É com essa lógica que a pré-candidatura da vereadora Fernanda Garcia se apresenta pelo Partido Socialismo e Liberdade: como uma ferramenta da classe trabalhadora no parlamento. Com lado político, compromisso com a construção do socialismo e a libertação dos excluídos.

Um mandato comprometido com a classe trabalhadora

Nesses seis anos como vereadora, Fernanda protagonizou importantes lutas e resistiu as ofensivas conservadoras, sem recuar um milímetro. Através do empenho na fiscalização, foram instaladas duas Comissões Parlamentar de Inquérito (CPIs) na Câmara de Sorocaba, que levaram à cassação do ex-prefeito José Crespo (DEM). A CPI do Falso Diploma, que teve a presidência de Fernanda, e a CPI do Falso Voluntariado, com a sua relatoria.

Durante a cassação de Crespo, Fernanda não compôs o governo Jaqueline Coutinho.
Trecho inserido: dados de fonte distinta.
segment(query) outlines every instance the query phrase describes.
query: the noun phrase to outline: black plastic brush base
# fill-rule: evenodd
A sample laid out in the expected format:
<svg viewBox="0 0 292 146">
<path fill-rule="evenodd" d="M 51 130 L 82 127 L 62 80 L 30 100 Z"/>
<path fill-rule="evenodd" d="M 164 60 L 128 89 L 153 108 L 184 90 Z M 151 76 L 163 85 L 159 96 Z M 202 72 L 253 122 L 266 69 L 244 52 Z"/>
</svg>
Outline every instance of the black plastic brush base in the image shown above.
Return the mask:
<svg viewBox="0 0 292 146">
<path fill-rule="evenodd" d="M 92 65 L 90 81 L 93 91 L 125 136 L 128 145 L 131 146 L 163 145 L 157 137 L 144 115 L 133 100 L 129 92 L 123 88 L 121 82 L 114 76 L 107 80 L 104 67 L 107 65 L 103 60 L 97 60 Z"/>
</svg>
Não aceitou as ofertas de cargos na prefeitura e manteve a independência. Inclusive, foi a única vereadora a denunciar a tentativa de aumentar arbitrariamente o IPTU e também lutou contra as medidas de reabertura antecipada das atividades em plena pandemia.

No governo Rodrigo Manga, não é diferente. Fernanda se mantém firme e denunciando os escândalos, atuando em defesa das mulheres, dos direitos dos servidores públicos, pela abertura de novos concursos, na luta antimanicomial, em defesa do meio ambiente e por medidas afirmativas e de proteção às mulheres, população negra, comunidade LGBTQIA+ e as pessoas com deficiência.

Tudo isso foi realizado a partir de uma construção coletiva! Fernanda usou o mandato para dar voz às pessoas, movimentos e coletivos. Através de inúmeras audiências públicas, consulta aos conselhos municipais, abertura de espaço nos programas do Poder Legislativo, elaboração participativa de projetos, o mandato trouxe a população organizada para o parlamento, sendo um exemplo de diversidade e construção coletiva. 

Fernanda se forjou militante política na luta do movimento estudantil, foi dirigente partidária no PSOL e também do sindicato dos professores da rede estadual, a Apeoesp. Participou da criação do Coletivo Feminista Rosa Lilás, atuou na defesa do SUS, através do Fórum Popular de Saúde e também foi cofundadora do Cursinho Pré-vestibular Liberte-se.

A vereadora Fernanda Garcia  tem um mandato comprometido com a classe trabalhadora e é com esse histórico de luta, construída dentro e fora do parlamento, que apresentamos seu nome como pré-candidata a deputada federal, para contribuir na virada de página desse tempo obscuro que atravessamos na política!

Participe você também! Assine e divulgue esse manifesto.